Hopefully his VIKING FACE will be violently and repeatedly pounded into the newly planted grass.

Posted by MindyM 06/22/2010 at 02:02 AM

What I will always remember from that great 2008 Wimbledon, is what happened after Fed and Rafa had to leave the court for what would be the last of multiple rain delays in that match. The story goes that Rafa's entourage was so worried and nervous, that he felt the need to reassure them. He said - "Be calm, I am going to win." That really sums up all you need to know about Rafa. This was a just turned 22 year old telling his family not to worry as he was in the fight of his life in the twilight at Wimbledon. Where does this come from? If we knew the answer then there would be a lot more champions like Rafa. He is one of a kind, one in a million.

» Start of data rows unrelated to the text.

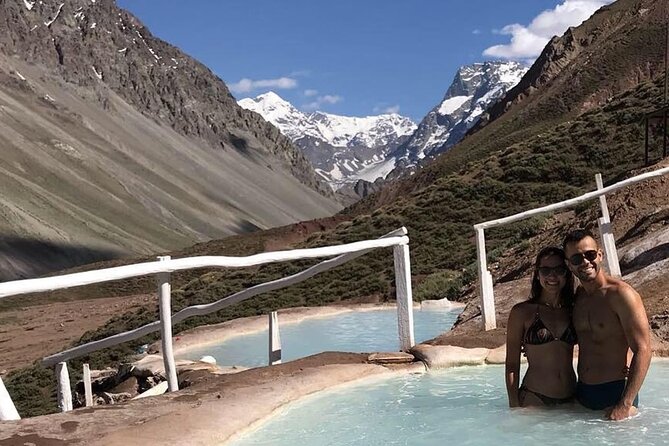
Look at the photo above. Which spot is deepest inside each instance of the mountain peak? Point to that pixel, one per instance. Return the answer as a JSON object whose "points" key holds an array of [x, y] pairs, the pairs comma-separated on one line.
{"points": [[343, 149], [474, 89]]}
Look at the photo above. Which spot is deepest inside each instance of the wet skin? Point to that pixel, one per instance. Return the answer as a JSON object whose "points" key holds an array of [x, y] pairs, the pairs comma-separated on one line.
{"points": [[610, 320], [550, 371]]}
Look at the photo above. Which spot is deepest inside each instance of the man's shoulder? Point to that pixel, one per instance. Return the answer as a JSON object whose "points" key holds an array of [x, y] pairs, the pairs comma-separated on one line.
{"points": [[619, 287]]}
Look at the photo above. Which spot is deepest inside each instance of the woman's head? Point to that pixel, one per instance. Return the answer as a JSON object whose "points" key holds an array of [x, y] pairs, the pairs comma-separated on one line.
{"points": [[551, 273]]}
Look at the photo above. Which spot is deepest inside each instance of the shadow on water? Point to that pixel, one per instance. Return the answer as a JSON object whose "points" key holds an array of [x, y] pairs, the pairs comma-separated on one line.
{"points": [[24, 258]]}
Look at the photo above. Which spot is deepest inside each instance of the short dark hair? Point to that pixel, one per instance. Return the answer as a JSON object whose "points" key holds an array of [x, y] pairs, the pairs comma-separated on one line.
{"points": [[576, 236]]}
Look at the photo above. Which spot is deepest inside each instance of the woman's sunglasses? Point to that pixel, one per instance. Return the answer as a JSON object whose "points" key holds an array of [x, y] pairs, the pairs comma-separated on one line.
{"points": [[548, 270], [577, 259]]}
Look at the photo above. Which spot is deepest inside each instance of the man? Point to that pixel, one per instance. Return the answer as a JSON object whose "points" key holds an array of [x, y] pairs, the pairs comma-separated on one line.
{"points": [[610, 320]]}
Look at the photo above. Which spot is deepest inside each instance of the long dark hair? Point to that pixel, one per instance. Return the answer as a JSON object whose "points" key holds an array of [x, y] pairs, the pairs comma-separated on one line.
{"points": [[567, 293]]}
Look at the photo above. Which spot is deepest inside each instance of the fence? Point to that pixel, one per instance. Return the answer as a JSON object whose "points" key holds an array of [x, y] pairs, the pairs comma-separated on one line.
{"points": [[397, 239], [485, 278]]}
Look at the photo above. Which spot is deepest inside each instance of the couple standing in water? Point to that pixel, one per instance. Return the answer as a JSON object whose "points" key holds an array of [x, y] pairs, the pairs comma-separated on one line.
{"points": [[604, 316]]}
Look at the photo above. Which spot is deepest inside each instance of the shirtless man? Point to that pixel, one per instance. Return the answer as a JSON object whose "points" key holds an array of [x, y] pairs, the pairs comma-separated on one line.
{"points": [[610, 319]]}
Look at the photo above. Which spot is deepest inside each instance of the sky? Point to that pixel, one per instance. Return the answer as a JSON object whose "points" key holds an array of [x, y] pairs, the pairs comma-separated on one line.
{"points": [[355, 57]]}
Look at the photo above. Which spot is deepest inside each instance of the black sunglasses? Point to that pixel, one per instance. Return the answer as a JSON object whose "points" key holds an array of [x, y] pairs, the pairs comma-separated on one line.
{"points": [[548, 270], [577, 259]]}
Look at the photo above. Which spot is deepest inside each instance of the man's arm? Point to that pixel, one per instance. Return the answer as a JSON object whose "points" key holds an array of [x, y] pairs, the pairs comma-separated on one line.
{"points": [[514, 334], [634, 321]]}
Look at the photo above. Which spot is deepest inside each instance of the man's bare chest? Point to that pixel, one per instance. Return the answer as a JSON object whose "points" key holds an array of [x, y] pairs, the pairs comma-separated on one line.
{"points": [[594, 317]]}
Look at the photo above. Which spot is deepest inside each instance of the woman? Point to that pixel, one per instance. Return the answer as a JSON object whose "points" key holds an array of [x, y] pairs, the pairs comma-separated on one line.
{"points": [[541, 327]]}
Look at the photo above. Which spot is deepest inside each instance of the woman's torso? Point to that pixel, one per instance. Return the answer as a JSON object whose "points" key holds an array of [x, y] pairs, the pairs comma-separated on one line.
{"points": [[548, 343]]}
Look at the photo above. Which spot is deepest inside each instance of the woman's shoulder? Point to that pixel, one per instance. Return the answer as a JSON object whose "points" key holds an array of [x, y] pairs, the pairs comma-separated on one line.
{"points": [[525, 307]]}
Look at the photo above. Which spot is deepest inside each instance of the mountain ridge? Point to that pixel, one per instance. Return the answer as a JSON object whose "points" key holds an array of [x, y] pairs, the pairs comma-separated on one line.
{"points": [[104, 149]]}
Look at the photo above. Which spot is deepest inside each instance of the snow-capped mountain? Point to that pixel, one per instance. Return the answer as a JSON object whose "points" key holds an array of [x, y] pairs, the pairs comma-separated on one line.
{"points": [[474, 88], [343, 149]]}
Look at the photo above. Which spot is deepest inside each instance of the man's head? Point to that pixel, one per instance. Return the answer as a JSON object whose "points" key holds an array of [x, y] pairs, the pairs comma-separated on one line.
{"points": [[584, 258]]}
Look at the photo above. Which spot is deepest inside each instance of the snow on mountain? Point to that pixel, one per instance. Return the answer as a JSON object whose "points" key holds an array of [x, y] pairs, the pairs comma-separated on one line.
{"points": [[343, 149], [474, 88]]}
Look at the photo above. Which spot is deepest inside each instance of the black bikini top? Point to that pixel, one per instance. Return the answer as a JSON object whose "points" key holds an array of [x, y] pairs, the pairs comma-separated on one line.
{"points": [[538, 333]]}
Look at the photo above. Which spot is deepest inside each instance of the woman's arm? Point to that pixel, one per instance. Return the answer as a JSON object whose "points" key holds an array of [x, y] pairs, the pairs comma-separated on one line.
{"points": [[514, 335]]}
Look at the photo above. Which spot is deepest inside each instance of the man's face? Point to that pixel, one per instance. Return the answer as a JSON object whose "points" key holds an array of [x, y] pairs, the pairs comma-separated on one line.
{"points": [[584, 259]]}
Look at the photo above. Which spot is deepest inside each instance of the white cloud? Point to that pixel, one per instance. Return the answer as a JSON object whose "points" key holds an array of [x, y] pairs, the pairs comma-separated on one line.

When it came right down to it, as the light was fading and it came down to only a few points, it was young Rafa who held his own. I know that as long as I live, I will never forget it.

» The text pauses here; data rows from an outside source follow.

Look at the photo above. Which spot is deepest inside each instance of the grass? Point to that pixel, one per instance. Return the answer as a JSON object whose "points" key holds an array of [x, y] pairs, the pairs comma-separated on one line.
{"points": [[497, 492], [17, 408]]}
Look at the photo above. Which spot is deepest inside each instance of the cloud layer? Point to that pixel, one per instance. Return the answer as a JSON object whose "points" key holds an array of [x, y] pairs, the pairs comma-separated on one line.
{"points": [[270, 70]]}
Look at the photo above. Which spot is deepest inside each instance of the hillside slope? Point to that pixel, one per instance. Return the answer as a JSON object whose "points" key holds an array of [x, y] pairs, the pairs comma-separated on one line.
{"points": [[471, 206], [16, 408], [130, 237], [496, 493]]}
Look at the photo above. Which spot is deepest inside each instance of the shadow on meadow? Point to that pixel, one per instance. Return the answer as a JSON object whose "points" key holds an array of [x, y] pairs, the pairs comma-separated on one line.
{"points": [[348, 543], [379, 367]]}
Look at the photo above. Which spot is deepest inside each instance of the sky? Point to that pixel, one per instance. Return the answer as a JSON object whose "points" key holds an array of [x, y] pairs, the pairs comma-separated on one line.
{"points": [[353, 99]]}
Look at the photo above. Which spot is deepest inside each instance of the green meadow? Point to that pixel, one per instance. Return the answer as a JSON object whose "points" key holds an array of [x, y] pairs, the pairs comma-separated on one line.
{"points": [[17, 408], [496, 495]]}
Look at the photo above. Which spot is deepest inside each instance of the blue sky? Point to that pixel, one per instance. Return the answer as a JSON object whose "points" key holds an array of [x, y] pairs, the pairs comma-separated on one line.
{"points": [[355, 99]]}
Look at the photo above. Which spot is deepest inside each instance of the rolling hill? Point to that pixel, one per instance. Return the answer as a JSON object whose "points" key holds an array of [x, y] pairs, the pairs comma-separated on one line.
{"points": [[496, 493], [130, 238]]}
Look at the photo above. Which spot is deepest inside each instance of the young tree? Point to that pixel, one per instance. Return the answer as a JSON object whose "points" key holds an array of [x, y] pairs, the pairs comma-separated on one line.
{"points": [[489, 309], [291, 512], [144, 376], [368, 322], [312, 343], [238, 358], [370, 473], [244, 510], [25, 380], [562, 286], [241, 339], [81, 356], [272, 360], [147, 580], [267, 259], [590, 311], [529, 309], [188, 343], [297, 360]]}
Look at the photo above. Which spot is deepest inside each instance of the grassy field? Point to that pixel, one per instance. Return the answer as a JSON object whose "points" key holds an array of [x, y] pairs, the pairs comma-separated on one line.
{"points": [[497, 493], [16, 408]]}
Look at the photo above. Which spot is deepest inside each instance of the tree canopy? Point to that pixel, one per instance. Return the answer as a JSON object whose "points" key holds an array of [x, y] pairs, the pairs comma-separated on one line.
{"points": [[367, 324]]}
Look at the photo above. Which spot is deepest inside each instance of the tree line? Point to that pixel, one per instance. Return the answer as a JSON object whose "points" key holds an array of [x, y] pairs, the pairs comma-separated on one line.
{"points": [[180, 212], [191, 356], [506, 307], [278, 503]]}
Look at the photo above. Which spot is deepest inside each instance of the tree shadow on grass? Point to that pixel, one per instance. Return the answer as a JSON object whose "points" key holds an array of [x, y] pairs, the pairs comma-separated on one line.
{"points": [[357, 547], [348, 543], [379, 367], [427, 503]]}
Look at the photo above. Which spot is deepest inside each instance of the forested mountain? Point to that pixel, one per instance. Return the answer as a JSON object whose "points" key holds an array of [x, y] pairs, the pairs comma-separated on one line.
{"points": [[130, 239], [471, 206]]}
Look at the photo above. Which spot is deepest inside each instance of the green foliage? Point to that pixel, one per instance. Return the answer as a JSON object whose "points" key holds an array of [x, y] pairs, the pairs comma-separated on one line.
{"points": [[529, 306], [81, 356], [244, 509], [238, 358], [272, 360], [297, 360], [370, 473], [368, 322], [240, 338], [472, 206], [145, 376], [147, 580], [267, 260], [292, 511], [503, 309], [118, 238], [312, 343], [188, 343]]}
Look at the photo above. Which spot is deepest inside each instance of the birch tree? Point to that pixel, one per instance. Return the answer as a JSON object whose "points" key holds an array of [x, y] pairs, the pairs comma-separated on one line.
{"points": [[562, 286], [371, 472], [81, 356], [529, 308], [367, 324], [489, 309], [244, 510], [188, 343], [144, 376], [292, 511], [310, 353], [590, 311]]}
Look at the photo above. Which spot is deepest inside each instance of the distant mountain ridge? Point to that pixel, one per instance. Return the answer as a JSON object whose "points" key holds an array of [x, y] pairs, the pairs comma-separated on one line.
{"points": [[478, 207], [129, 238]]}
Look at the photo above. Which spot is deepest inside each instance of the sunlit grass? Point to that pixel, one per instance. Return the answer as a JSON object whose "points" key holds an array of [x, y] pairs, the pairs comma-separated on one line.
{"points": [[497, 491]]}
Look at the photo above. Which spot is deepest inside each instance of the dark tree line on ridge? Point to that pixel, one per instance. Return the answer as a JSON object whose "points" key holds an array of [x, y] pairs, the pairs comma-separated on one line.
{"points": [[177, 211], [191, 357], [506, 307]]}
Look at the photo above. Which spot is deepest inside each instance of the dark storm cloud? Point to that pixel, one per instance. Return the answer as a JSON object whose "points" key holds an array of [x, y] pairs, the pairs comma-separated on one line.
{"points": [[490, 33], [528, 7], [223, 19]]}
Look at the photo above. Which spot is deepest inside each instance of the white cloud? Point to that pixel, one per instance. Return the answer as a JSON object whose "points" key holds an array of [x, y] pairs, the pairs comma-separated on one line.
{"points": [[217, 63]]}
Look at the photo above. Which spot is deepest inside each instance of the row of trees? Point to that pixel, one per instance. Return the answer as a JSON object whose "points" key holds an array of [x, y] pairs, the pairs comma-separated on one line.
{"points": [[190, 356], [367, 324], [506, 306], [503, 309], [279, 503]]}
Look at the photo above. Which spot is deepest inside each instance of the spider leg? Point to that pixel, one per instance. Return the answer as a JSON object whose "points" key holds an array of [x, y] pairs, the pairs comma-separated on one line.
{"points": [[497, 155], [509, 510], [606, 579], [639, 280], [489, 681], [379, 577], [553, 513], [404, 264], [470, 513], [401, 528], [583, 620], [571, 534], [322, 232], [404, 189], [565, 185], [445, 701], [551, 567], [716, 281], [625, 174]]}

Posted by Aussiemarg Madame President,Oh My its Pimms Time Again 06/22/2010 at 10:11 AM

MindyM Great post thank you.Rafa did hold his own and the inner calm he had in that epic match was outstanding.Pity I didnt have his inner clam.We can all learn something from this amazing youn man.

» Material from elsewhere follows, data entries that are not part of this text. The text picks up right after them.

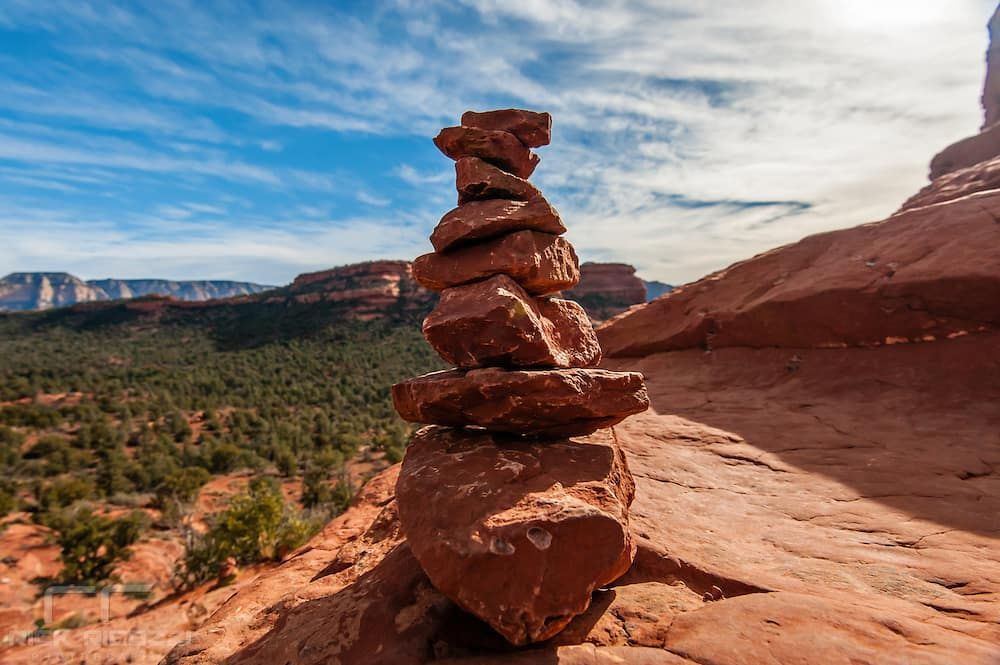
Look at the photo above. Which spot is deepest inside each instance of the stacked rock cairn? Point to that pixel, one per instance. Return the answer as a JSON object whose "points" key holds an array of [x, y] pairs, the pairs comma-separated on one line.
{"points": [[515, 500]]}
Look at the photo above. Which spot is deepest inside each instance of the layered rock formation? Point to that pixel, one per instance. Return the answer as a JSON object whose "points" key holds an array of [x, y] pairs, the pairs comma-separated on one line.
{"points": [[517, 529], [39, 291], [365, 290], [890, 282], [986, 144]]}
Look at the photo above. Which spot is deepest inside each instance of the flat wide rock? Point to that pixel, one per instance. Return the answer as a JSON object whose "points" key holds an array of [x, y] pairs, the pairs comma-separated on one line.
{"points": [[500, 148], [551, 402], [496, 323], [479, 220], [516, 532], [476, 180], [532, 128], [541, 263]]}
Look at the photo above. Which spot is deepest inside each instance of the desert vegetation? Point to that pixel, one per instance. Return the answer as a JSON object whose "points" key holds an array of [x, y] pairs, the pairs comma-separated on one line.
{"points": [[111, 423]]}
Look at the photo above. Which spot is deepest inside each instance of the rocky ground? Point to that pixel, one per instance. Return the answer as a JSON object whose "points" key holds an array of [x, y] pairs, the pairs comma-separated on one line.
{"points": [[790, 507]]}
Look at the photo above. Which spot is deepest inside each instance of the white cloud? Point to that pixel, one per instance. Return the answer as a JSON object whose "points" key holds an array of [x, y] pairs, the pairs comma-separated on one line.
{"points": [[676, 122]]}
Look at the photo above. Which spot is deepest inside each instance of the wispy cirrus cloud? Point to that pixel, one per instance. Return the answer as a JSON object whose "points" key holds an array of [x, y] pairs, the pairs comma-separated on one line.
{"points": [[687, 136]]}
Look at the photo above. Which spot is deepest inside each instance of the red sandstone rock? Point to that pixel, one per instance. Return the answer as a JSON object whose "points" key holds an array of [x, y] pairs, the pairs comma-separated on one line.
{"points": [[517, 533], [480, 220], [554, 402], [967, 152], [502, 149], [476, 180], [888, 282], [533, 129], [540, 262], [963, 182], [991, 88], [494, 322]]}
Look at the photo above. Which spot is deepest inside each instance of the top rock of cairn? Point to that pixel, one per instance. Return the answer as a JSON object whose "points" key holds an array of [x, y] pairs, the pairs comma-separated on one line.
{"points": [[511, 518]]}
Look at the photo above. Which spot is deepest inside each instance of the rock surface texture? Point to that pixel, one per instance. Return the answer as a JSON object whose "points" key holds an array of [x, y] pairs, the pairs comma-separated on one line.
{"points": [[541, 263], [554, 402], [511, 520], [495, 322]]}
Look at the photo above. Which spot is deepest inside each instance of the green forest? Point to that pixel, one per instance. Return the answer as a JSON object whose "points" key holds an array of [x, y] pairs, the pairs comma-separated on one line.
{"points": [[113, 407]]}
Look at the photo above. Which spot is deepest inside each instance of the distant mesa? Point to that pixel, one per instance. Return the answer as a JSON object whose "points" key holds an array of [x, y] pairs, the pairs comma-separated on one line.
{"points": [[607, 289], [367, 290], [28, 291]]}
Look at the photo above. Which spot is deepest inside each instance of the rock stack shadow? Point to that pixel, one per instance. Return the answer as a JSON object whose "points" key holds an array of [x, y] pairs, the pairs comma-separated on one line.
{"points": [[515, 500]]}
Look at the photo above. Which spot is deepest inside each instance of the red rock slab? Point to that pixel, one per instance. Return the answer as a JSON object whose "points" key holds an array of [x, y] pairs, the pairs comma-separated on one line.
{"points": [[541, 263], [518, 533], [551, 402], [496, 323], [502, 149], [479, 220], [476, 180], [924, 274], [532, 128]]}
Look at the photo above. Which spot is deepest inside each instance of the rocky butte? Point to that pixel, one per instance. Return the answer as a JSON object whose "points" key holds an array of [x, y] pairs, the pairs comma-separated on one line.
{"points": [[606, 289]]}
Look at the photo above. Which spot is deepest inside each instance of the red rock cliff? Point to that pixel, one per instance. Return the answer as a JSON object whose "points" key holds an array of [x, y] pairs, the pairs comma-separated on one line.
{"points": [[368, 289]]}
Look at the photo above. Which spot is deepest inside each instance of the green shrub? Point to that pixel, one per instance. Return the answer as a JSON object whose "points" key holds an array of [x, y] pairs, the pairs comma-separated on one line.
{"points": [[259, 525], [92, 544]]}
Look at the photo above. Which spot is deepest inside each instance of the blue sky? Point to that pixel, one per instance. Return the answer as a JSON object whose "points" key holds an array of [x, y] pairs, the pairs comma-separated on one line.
{"points": [[256, 141]]}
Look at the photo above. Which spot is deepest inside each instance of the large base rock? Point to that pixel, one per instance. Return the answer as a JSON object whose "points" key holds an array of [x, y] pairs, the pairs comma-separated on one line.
{"points": [[553, 402], [495, 323], [479, 220], [518, 533], [540, 262]]}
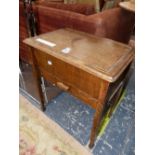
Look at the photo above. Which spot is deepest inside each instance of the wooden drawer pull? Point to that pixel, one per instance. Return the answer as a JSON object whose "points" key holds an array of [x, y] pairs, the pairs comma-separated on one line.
{"points": [[62, 86], [49, 62]]}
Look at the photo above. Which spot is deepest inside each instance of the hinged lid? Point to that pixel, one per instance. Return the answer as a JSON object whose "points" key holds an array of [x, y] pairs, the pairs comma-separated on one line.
{"points": [[102, 57]]}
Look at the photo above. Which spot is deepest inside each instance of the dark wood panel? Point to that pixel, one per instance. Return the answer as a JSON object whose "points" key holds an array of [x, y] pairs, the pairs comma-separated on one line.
{"points": [[70, 74]]}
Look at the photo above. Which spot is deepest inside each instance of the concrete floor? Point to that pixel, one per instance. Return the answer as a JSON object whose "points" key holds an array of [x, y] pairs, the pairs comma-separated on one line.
{"points": [[76, 118]]}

Posted by Aussiemarg Madame President,Oh My its Pimms Time Again 06/22/2010 at 10:13 AM

Ok order is restored in my world

Thanks GB finally got into the link.I love John Mac and his comments

Vamos Rafa!!!!!!

Posted by mel 06/22/2010 at 03:33 PM

To Anne; i feel exactly the same way with Rafa- I feel so maternal towards him. But that's because he is such a humble and kind soul which contrasts to his dogged, grinding type of play with the fist pumps and all.
To The Big Apple: If Rafa is mentally incapacitated, then what does that make of the guy he bludgeoned to 6-0 in the third set of the 2008 French Open Final, in the fifth set of the 2008 Wimbledon Final and the 2009 AO final? Don't be such a sour, dour, mean-spirited person. We Rafa fans are just having fun and extolling Rafa's virtues. Go ahead and extol your idol's virues too- like when he cried after losing to Rafa in the 2009 AO final and Rafa was so visibly uncomfortable and he had to delay his celebration and comfort Federer! Like when he won Rafa Owon the epic AO 2009 semi-finals against Verdasco and your idol said it was long because it took so long between serves (referring to Rafa's deliberate serving style). Like when Rafa beat your idol in the 2008 Wimbledon Final and referred to him as the greatest of all time? Where did you ever find a Grand Slam winner who consistently praised the greatness of his opponent and always said "Sorry for your loss today"?
And you grudge us when we extol Rafa's virtues. Come on, give us a break.